IMAGEN DE LA SEMANA

Un rostro imperecedero

Máscara de Agamenón

Máscara de Agamenón

La Máscara de Agamenón en el Museo Arqueológico Nacional de Atenas.

Foto: Thanassis Stavrakis / AP Photo / Gtres

Al contemplar fijamente la Máscara de Agamenón uno corre el riesgo de que abra los ojos, tal es su realismo. El rostro del difunto se corrompe con el tiempo, sus facciones inconfundibles se alteran y desaparecen para siempre. Y ahí cumple su función la máscara funeraria: ocultando la corrupción material con un rostro imperecedero, en este caso de oro repujado. Que no se destruya la identidad del sujeto, de eso se trata, ni con el paso de los siglos ni con el paso de los milenios. La pieza ha sido fechada entre 1550 y 1500 a.C., es decir, unos trescientos años antes que el héroe mítico Agamenón, si es que realmente existió (Agamenón participó en la guerra de Troya, que los antiguos griegos situaron entre los siglos XIII y XII a.C.).
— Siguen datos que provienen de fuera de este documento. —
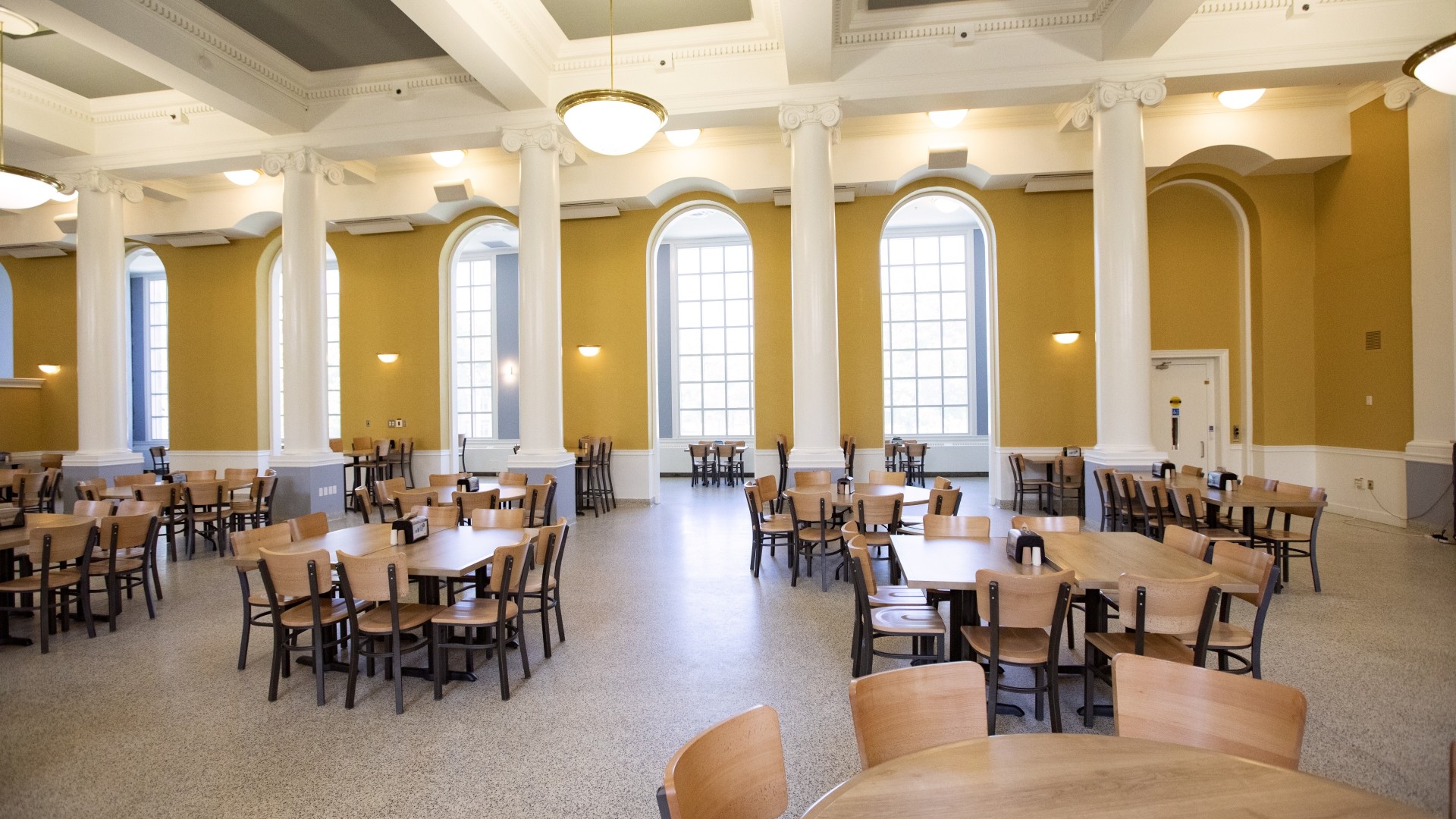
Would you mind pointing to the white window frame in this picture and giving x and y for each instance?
(674, 356)
(495, 335)
(971, 319)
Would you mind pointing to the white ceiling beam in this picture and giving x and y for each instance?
(180, 55)
(808, 39)
(487, 44)
(1139, 28)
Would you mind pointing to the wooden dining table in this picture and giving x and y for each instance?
(1091, 777)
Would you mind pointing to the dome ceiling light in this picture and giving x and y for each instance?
(1435, 64)
(612, 121)
(20, 188)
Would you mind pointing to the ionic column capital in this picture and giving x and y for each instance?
(101, 183)
(795, 114)
(545, 137)
(303, 161)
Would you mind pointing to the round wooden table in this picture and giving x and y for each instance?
(1088, 776)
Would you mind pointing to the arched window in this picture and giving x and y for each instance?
(150, 411)
(331, 283)
(485, 331)
(932, 273)
(705, 327)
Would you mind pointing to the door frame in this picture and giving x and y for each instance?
(1222, 441)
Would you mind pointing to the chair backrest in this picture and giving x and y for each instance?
(1174, 607)
(126, 531)
(313, 525)
(811, 479)
(733, 770)
(67, 542)
(248, 541)
(93, 507)
(1024, 601)
(498, 519)
(289, 573)
(1190, 542)
(1063, 523)
(909, 710)
(957, 526)
(139, 507)
(367, 576)
(1183, 704)
(438, 516)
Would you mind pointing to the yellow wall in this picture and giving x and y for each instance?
(44, 299)
(1363, 283)
(212, 346)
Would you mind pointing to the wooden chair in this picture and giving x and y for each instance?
(495, 613)
(127, 553)
(1187, 541)
(313, 525)
(1282, 541)
(922, 624)
(1253, 566)
(1161, 611)
(813, 513)
(1199, 707)
(767, 528)
(957, 526)
(545, 586)
(1024, 617)
(305, 579)
(908, 710)
(733, 770)
(381, 626)
(811, 479)
(1066, 482)
(498, 519)
(1063, 523)
(1025, 484)
(52, 551)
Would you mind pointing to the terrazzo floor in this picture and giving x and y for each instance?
(667, 632)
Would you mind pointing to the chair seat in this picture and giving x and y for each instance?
(473, 613)
(302, 617)
(921, 621)
(1223, 635)
(1159, 646)
(123, 564)
(411, 615)
(1018, 646)
(897, 596)
(33, 582)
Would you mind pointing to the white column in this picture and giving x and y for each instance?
(1120, 234)
(810, 130)
(305, 324)
(102, 346)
La Máscara de Agamenón se denomina así por puro capricho de Heinrich Schliemann, un comerciante rico y entusiasta de la arqueología, quien parece ser que afirmó lo siguiente: "He contemplado el rostro de Agamenón". Schliemann adoraba los poemas homéricos desde la infancia y creía en la veracidad de los mismos. En 1876 excavó en Micenas, el antiguo reino de Agamenón, y halló varias tumbas principescas con sus respectivas máscaras funerarias. La denominada Máscara de Agamenón era la más elaborada y la única que lucía barba, por lo que fue asociada con el héroe griego. La aportación de Schliemann a la arqueología es incuestionable, pero aún le persigue una cierta fama de oportunista y embaucador. Incluso hay quien duda sobre la autenticidad de esta pieza, que pudo haber encargado él mismo para vanagloriarse. "Si la máscara es genuina, Schliemann es el arqueólogo más afortunado hasta Howard Carter. Si es falsa, fue un genio que engañó a los principales arqueólogos e historiadores del mundo durante más de un siglo", expresó hace años William M. Calder III, profesor de estudios clásicos en la Universidad de Illinois. Un nuevo análisis con técnicas modernas podría acabar con este dilema, pero por el momento no parece que la pieza vaya a moverse de su vitrina en el Museo Arqueológico Nacional de Atenas.